Environmental Working Group: “We don't let the perfect be the enemy of the good”

To comply with the California Food Safety Act, food and beverage companies will incur "a multitude of one-time and ongoing expenses,” Bryan Hitchcock, chief science and technology officer at IFT, told FoodNavigator-USA at the time​ of the passage of the ban. Companies could achieve compliance with the new regulation, but they needed to "get started immediately with assessing the new requirements’ impact” on their products, he added.

However, Jocelyn Lyle, executive VP of mission and partnerships at EWG, pushed back on the idea that reformulating these products would inherently cost more money, during in an interview with FoodNavigator-USA at Natural Products Expo West.

“The food additives bill was tough. [Food and beverage stakeholders] were very defensive. It was called the Skittles bill ... Skittles in Europe are different than Skittles in the US because of these food additives that are in our products. And it was crazy that there was such pushback from industry because they're already making a safer product for millions of other people, so you would think why not here,” Lyle elaborated. 

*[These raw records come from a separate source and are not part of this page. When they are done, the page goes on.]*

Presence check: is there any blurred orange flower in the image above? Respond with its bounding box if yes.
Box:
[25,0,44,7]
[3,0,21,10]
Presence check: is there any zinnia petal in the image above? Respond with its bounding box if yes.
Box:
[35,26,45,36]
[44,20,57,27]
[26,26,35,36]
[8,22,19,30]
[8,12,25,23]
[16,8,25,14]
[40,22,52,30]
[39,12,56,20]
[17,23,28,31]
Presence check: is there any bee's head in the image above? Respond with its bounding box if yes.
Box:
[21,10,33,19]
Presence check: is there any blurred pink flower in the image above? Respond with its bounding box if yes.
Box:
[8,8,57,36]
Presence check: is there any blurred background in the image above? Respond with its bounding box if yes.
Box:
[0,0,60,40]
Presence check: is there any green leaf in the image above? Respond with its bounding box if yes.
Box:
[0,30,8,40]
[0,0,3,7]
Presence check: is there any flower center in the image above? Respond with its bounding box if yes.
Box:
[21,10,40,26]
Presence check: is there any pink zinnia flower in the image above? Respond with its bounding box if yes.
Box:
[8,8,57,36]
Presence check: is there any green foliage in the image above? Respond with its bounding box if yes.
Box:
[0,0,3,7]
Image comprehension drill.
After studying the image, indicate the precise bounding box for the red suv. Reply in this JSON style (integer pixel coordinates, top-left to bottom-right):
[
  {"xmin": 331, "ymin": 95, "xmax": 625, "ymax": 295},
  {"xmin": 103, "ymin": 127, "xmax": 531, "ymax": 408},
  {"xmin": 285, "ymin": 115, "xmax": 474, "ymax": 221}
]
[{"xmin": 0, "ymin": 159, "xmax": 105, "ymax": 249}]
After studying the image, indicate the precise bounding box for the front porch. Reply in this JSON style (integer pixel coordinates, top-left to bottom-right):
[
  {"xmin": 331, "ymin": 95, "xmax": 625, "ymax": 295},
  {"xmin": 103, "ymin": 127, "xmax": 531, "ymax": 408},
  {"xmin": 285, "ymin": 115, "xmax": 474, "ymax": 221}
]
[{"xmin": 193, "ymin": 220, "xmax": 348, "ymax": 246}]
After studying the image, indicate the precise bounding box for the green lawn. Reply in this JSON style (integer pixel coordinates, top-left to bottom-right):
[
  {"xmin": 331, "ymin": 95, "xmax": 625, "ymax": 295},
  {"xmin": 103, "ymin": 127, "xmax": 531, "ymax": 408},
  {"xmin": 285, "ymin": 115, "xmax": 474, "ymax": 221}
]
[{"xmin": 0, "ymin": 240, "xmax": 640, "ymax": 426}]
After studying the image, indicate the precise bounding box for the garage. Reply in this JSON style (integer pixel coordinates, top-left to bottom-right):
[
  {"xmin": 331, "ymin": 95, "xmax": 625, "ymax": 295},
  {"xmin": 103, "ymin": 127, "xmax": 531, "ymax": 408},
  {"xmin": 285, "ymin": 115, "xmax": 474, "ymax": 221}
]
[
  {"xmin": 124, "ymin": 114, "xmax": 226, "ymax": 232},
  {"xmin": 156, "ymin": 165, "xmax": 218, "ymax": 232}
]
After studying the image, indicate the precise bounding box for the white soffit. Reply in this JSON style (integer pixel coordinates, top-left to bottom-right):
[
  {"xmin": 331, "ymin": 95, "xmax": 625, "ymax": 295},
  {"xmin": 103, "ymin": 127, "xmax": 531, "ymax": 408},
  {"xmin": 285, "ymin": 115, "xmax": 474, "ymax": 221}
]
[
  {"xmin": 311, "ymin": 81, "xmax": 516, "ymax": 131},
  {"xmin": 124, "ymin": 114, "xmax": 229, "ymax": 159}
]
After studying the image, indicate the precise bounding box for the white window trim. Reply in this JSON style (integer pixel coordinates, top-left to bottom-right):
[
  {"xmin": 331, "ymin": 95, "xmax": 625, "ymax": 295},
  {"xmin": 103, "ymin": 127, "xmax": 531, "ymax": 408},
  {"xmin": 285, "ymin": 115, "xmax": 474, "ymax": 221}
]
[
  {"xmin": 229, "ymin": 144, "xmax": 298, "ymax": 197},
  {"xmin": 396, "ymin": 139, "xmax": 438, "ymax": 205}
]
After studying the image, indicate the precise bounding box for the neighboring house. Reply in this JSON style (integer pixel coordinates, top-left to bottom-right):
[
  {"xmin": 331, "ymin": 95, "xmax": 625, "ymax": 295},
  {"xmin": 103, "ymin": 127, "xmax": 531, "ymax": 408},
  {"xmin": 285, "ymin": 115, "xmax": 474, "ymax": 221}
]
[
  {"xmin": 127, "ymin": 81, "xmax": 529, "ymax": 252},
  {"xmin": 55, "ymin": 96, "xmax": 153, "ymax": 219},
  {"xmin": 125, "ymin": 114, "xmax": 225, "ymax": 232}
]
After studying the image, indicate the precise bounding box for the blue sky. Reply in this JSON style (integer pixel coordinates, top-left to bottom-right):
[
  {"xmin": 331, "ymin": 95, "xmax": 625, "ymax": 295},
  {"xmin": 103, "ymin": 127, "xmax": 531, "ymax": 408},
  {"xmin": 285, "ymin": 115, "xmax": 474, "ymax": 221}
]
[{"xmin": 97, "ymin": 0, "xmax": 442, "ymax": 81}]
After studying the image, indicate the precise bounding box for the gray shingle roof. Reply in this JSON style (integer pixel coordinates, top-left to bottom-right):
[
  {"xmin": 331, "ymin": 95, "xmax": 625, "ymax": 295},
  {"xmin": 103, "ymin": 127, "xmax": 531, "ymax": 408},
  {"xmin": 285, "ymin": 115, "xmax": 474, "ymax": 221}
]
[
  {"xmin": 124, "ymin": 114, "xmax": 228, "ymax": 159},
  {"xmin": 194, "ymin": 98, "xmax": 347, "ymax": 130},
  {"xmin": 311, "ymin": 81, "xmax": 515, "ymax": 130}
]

Ultimately, lawmakers and the EWG “ended up compromising” with industry stakeholders on the ingredients in the California Food Safety Act, removing titanium dioxide from the list of banned ingredients, she said. While defending EWG’s position on the proposed banned ingredients in both bills, Lyle admitted that Assembly Bill 2316 might go the same way as the California Food Safety Act.

“Where EWG usually sits [is] we don't let the perfect be the enemy of the good. We think progress is helpful to get more progress and then more progress, ... let's not wait 30 years — let's do one small step at a time to see if we can accomplish our goal. And so, we did have to compromise last year. We started with five, [and] we ended up with four out of this ban. And this year, I could see the food dye bill for school lunches perhaps following that same trend," Lyle said.